LAWS(DLH)-2011-2-48

ATUL CHOPRA Vs. TECNOTREE CORPORATION

Decided On February 01, 2011
ATUL CHOPRA Appellant
V/S
TECNOTREE CORPORATION Respondents

JUDGEMENT

(1.) THE plaintiffs have filed this suit for declaration and permanent injunction against the defendants. THE Plaintiffs are seeking a declaration that the Share Purchase Agreement dated 14th December, 2008 is null and void on account of fraudulent misrepresentations made by defendant No.1 and its Directors/officers. THE plaintiffs are also seeking status quo ante as prevailing before Share Purchase Agreement dated 14th December, 2008 and consequential transfer back of the shares held by the plaintiffs in the Indian Company. THE Plaintiffs are also seeking a declaration that FIPB approval dated 20th April, 2009 granted by the Government of India, defendant No.18 is null and void.

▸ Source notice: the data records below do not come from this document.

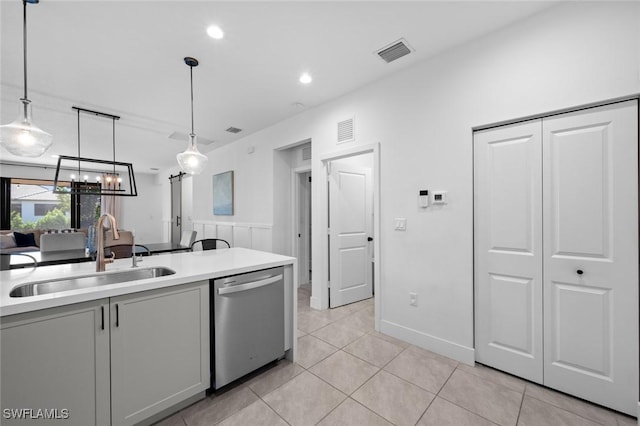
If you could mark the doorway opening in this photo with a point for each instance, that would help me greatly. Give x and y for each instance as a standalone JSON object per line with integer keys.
{"x": 301, "y": 180}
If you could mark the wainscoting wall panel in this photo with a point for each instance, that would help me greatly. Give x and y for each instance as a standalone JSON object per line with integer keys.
{"x": 255, "y": 236}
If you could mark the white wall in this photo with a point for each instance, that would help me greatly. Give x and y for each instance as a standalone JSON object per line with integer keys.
{"x": 572, "y": 54}
{"x": 143, "y": 213}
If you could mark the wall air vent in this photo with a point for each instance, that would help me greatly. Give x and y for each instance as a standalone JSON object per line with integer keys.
{"x": 395, "y": 50}
{"x": 306, "y": 153}
{"x": 345, "y": 131}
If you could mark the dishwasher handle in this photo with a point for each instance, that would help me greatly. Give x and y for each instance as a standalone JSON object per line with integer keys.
{"x": 249, "y": 286}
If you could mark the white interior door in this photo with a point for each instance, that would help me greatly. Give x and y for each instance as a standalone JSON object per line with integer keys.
{"x": 591, "y": 254}
{"x": 508, "y": 249}
{"x": 350, "y": 226}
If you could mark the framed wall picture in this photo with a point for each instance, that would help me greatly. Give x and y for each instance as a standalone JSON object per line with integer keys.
{"x": 223, "y": 194}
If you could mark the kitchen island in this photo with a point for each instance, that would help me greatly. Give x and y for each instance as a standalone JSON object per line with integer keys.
{"x": 121, "y": 353}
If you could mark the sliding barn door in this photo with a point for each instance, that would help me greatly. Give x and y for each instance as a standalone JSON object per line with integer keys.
{"x": 508, "y": 249}
{"x": 591, "y": 254}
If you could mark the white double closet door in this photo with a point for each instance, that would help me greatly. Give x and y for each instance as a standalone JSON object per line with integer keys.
{"x": 556, "y": 252}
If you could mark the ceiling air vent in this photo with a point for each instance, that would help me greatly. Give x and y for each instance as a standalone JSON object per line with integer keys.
{"x": 395, "y": 50}
{"x": 345, "y": 131}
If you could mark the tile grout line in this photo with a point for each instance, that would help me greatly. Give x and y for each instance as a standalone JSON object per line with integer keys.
{"x": 524, "y": 392}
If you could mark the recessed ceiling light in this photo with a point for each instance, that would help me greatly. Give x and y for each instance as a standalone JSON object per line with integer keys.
{"x": 305, "y": 78}
{"x": 215, "y": 32}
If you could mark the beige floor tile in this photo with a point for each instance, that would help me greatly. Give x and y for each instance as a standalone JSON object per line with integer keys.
{"x": 373, "y": 350}
{"x": 390, "y": 339}
{"x": 215, "y": 409}
{"x": 444, "y": 413}
{"x": 350, "y": 413}
{"x": 312, "y": 350}
{"x": 436, "y": 356}
{"x": 311, "y": 321}
{"x": 496, "y": 376}
{"x": 257, "y": 413}
{"x": 537, "y": 413}
{"x": 624, "y": 420}
{"x": 274, "y": 378}
{"x": 175, "y": 420}
{"x": 417, "y": 367}
{"x": 398, "y": 401}
{"x": 305, "y": 400}
{"x": 344, "y": 371}
{"x": 487, "y": 399}
{"x": 335, "y": 314}
{"x": 360, "y": 320}
{"x": 338, "y": 335}
{"x": 577, "y": 406}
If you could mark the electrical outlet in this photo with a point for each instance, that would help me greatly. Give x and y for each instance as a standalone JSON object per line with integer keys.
{"x": 413, "y": 298}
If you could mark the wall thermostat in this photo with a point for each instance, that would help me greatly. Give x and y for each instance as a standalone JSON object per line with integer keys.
{"x": 439, "y": 197}
{"x": 423, "y": 198}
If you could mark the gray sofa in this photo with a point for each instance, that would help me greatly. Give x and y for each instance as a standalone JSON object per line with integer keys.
{"x": 37, "y": 239}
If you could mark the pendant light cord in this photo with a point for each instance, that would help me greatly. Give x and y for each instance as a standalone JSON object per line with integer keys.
{"x": 79, "y": 171}
{"x": 24, "y": 43}
{"x": 191, "y": 72}
{"x": 114, "y": 144}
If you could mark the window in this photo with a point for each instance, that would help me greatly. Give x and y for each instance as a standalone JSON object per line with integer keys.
{"x": 33, "y": 205}
{"x": 40, "y": 209}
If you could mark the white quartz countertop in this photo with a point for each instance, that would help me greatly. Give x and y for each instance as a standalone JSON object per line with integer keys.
{"x": 189, "y": 267}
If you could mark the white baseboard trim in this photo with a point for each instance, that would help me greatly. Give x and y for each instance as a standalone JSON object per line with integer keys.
{"x": 315, "y": 303}
{"x": 435, "y": 344}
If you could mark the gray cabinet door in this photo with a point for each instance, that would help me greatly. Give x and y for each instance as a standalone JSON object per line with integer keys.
{"x": 55, "y": 364}
{"x": 159, "y": 350}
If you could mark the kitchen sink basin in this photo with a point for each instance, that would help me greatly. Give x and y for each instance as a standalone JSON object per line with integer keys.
{"x": 88, "y": 281}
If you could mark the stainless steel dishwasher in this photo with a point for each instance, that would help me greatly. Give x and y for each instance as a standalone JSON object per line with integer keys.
{"x": 248, "y": 323}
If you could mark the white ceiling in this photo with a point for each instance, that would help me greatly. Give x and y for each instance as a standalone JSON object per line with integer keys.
{"x": 126, "y": 58}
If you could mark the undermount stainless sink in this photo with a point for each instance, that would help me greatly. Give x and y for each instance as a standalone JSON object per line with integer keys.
{"x": 87, "y": 281}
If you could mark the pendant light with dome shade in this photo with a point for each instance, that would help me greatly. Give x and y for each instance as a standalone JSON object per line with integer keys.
{"x": 191, "y": 160}
{"x": 22, "y": 137}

(2.) THE plaintiffs were the shareholders of erstwhile company, namely, Lifetree Convergence Limited (hereinafter referred to as the "Indian Company") and are presently shareholders of defendant No.1. THE plaintiffs held 91.17% shares in the Indian Company and the remaining 8.83% shares were held by the public and International Finance Corporation (IFC). THE plaintiffs comprised of two categories, namely, Management Shareholders and Non-management Shareholders. THE Non- management Shareholders were purely investors and were not part of the management and/or running of the Indian Company and they held 87.98% share out of the aforesaid 91.17% shares. THE Management shareholders were technocrats and entrepreneurs who, apart from being shareholders of the Company, were involved in management and running of the entire business of the Indian Company and they held 11.11% shares in the Indian Company.

(3.) IN pursuance the said Agreement, defendant No.1 made an application in January, 2009 to Ministry of Finance, Government of INdia (defendant No.18) seeking FIPB approval which was granted on 20th April, 2009.